Tequila Laramee, an associate educator at Bethune Community School in north Minneapolis, was honored for her hard work and dedication to her students, the educators union said. In the classroom, Laramee assists with small literacy and math groups as well as behavioral, social and emotional support for students.

Laramee said she had no idea she was nominated for the award or that there even was such a statewide honor. She was nominated by Greta Callahan, the teacher who worked with Laramee for six years before becoming Minneapolis Federation of Teachers chapter president.

Nomination letters, essay questions and interviews at Education Minnesota followed her nomination.

"From there, I got the call on my birthday, which was a good birthday present, that I won," Laramee said.

She began her career with the Minneapolis district 10 years ago and has been an associate educator at Bethune for the past seven years.

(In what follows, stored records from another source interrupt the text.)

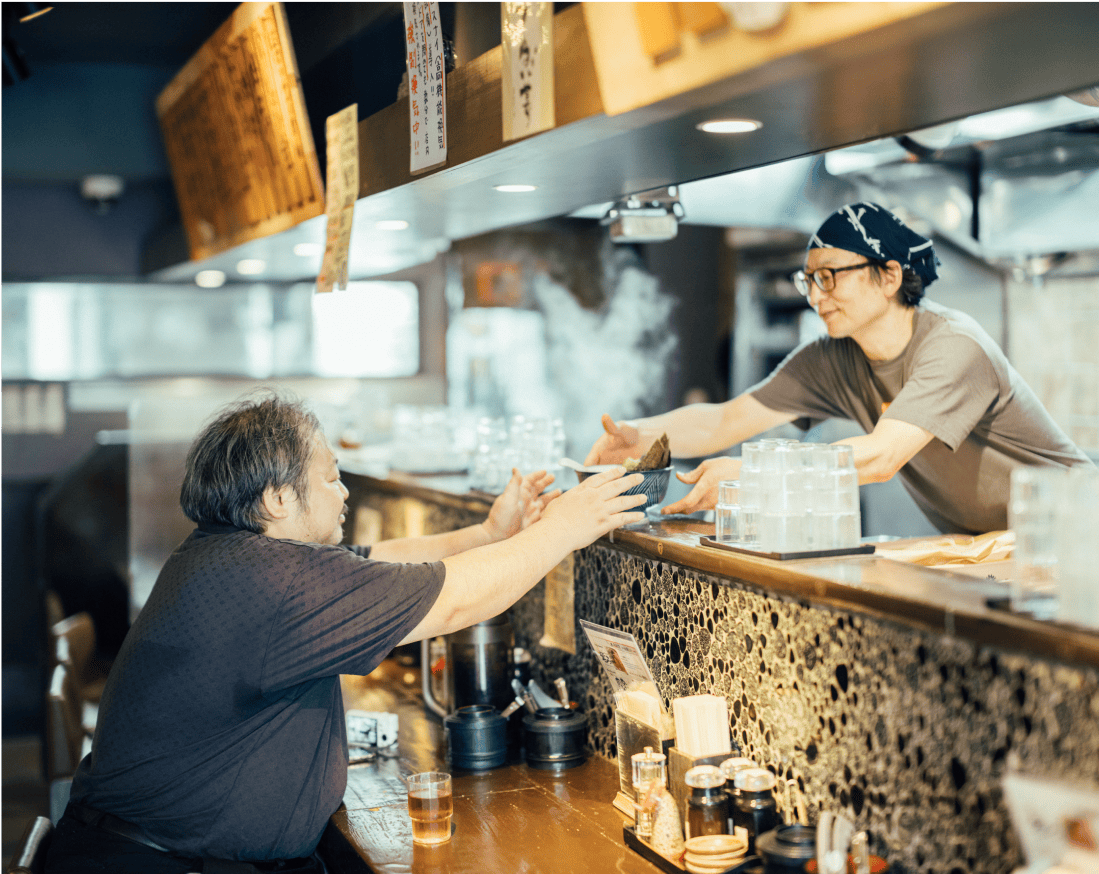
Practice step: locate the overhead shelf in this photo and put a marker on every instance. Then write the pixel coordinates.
(877, 69)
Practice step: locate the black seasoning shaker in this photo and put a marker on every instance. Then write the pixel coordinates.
(756, 810)
(730, 769)
(707, 805)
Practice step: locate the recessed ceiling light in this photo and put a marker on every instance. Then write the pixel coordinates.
(210, 278)
(730, 125)
(251, 266)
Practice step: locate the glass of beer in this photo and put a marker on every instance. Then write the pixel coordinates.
(431, 806)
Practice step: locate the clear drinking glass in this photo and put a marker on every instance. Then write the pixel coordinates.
(1078, 530)
(728, 515)
(1036, 494)
(431, 806)
(648, 771)
(750, 494)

"She is able to connect with our students in such a caring and loving way that all the children feel safe and secure in her presence," Kari Ehlers, the kindergarten teacher who works with Laramee told Education Minnesota. "Tequila also has made many impactful relationships with families, reaching out regarding students, providing support and helping families feel our Bethune love."

Being an educator in her community is rewarding, Laramee said,

"Seeing that I make an impact on the young ones' lives, seeing that they love coming to school, that they are learning, that makes an impact on their lives," she said.

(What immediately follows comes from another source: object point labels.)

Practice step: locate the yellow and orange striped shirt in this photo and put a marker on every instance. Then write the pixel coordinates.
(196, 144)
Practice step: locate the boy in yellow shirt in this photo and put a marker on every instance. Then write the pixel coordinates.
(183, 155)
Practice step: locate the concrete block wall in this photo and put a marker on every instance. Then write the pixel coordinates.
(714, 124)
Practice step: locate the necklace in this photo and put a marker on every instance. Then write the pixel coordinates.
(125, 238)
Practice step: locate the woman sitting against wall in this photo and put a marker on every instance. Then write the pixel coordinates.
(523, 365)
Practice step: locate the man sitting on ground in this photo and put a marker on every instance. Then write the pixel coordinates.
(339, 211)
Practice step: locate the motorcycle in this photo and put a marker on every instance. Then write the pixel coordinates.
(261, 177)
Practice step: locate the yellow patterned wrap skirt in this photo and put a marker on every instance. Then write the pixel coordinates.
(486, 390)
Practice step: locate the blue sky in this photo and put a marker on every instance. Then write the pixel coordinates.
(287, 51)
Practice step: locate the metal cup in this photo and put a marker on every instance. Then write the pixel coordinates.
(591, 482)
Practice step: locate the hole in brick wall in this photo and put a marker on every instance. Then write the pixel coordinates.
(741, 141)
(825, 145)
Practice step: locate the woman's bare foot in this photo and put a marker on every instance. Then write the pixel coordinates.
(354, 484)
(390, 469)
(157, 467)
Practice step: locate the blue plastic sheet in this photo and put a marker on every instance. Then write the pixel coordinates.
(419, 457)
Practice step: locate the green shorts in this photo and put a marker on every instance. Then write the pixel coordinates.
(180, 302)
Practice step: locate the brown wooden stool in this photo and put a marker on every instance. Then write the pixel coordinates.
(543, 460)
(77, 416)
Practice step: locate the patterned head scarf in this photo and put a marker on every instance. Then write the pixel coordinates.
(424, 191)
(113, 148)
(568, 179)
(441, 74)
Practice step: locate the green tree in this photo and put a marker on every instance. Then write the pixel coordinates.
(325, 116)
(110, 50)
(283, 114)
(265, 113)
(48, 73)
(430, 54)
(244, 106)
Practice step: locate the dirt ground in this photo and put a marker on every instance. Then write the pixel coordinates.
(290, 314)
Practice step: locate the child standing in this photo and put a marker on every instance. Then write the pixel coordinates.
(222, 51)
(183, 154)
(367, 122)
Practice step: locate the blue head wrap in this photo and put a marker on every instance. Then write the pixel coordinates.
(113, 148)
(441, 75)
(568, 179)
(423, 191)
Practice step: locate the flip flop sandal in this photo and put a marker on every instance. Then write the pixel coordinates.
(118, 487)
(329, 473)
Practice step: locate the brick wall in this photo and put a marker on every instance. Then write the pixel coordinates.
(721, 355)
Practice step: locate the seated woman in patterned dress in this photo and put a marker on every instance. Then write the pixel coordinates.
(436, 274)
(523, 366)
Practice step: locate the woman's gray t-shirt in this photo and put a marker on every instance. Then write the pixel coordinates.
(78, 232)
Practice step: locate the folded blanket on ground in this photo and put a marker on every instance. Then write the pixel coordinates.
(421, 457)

Laramee began her career in south Minneapolis and was excited to return to north Minneapolis, where she was born and raised.

"It's my roots; it's where I grew up. They need people that look like them in their lives, showing them, like, what they can become," she said of her students.

Laramee recalled fondly the only Black teacher she encountered while growing up.

"It was amazing to see a teacher who looked like me. She was so beautiful and I sat right next to her," she said. "It was an eye opener."

Laramee hopes to finish her teaching license, but with just seven classes left to complete, she had to put school on hold for financial reasons. She said she wants to become a school counselor for middle and high school students to help encourage them and keep them in school.

As the Minnesota Education Support Professional of the Year, Laramee will receive an Apple iPad and a $1,200 honorarium, which she will put toward finishing her license. Laramee will also be nominated for the National Education Association's award and receive an all-expenses paid trip to the awards ceremony, if it is held in person.